Hardwood Flooring Basic Training
Hardwood flooring give as room a sense of permanence, stability and warmth. Ninety percent of realtors say that wood floors help a home sell faster and for more money. Even in a small home with minimal square footage, wood floors give a house a well-crafted, “high-end” appearance. Wood floors come in a large number of different species and colors, making design options virtually endless.
Forestry Preservation Facts
- Today, there are more than 730 million acres of forest in the U.S. (more than 1 billion acres in Canada).
- There are 70% more hardwood trees growing today than 35 to 40 years ago.
- There are over 6 million new hardwood trees planted every year.
- The U.S. is growing almost twice as much hardwood as it is currently using.
There are several ways hardwood floors are constructed these days, and depending on your home it is important to know just what type of hardwood floor you can install. Before choosing a hardwood floor, there are two key things to determine: subfloor and grade.

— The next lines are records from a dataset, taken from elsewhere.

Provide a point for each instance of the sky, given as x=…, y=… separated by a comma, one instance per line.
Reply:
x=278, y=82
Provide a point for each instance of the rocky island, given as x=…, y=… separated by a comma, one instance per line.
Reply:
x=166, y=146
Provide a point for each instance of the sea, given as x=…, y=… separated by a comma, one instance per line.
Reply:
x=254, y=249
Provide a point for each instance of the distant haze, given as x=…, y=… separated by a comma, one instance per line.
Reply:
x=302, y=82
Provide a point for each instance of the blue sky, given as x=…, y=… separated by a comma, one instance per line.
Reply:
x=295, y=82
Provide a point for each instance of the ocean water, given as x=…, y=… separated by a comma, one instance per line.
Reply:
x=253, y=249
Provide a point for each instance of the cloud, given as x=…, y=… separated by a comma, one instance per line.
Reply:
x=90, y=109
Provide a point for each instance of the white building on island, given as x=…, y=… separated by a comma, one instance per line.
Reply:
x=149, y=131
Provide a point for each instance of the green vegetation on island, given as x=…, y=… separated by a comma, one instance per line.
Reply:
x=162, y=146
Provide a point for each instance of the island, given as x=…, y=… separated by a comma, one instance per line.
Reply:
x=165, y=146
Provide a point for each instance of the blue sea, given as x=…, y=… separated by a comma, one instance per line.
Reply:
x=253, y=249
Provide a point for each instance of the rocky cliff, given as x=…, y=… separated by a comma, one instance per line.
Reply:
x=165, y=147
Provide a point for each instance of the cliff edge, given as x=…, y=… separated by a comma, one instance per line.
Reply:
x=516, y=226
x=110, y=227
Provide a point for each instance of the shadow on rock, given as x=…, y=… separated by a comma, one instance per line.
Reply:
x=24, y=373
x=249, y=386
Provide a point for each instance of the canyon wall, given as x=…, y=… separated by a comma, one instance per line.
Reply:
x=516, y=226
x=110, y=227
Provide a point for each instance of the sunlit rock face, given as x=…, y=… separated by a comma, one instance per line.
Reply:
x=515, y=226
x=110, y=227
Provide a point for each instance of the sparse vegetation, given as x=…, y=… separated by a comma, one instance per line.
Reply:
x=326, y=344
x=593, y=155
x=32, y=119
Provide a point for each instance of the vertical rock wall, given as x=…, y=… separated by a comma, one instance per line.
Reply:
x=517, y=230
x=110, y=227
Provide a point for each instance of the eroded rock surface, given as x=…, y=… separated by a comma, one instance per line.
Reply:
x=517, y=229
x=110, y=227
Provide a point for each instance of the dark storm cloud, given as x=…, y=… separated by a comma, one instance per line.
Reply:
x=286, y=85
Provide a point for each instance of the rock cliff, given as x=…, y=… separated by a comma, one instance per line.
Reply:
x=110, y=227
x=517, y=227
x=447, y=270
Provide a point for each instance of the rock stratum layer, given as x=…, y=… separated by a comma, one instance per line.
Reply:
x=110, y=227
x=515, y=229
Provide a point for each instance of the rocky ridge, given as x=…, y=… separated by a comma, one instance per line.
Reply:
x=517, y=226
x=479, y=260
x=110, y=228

A wood floor is only as good as its subfloor, this means that knowing what type of subfloor you have is critical. There are two basic types of subfloors: wood and concrete. Wood subfloors are composed of various wood materials which are installed over joists in your home. Wood subfloors include ply-wood, tongue and groove decking, oriented strand board (OSB) and particle board. Concrete subfloors can not be nailed into, which limits your options to wood floors which can be glued or floated.
Flooring grade refers to exterior ground level in relation to your home. Most wood floors are built for on-grade, meaning the floor is level with exterior grounds, or above-grade locations. In below grade situations, such as basements where concrete subfloors are common your options are limited.
When it comes to construction, it's important to note that wood flooring comes in both pre-finished and unfinished varieties, although most flooring today is commonly sold as pre-finished.
Solid Wood Flooring
Solid hardwood is the traditional wood floor, constructed of a single piece of sawn lumber which is milled into a tongue and groove finished product. Solid hardwood floors most commonly are found in 3/4" thickness and are suitable only for nail down installations over ply-wood, OSB, and tongue and groove decking style wood subfloors on or above-grade. Recent innovations have brought about 5/16" solid hardwood floors, which are suitable for glue-down applications over concrete.
Engineered Wood Flooring
Engineered wood flooring is composed of multiple layers which are glued together in a cross-grain lamination. Typically these floors consist of a species layer followed by a multi-ply substrate made from another species of wood such as poplar. This process makes the flooring very resistant to expansion and contraction from temperature and moisture. As a result, these floors can be installed anywhere in a home and are suitable for both wood and concrete subfloors.
Long-strip Wood Flooring
A version of engineered wood flooring which has a unique composition, the top layer of long-strip floors are made of individual fillets or slats that are glued together to make the face of the plank. Long-strip floors are suitable for installations anywhere in the home and are also the most common hardwood floor which can be installed using the floating method.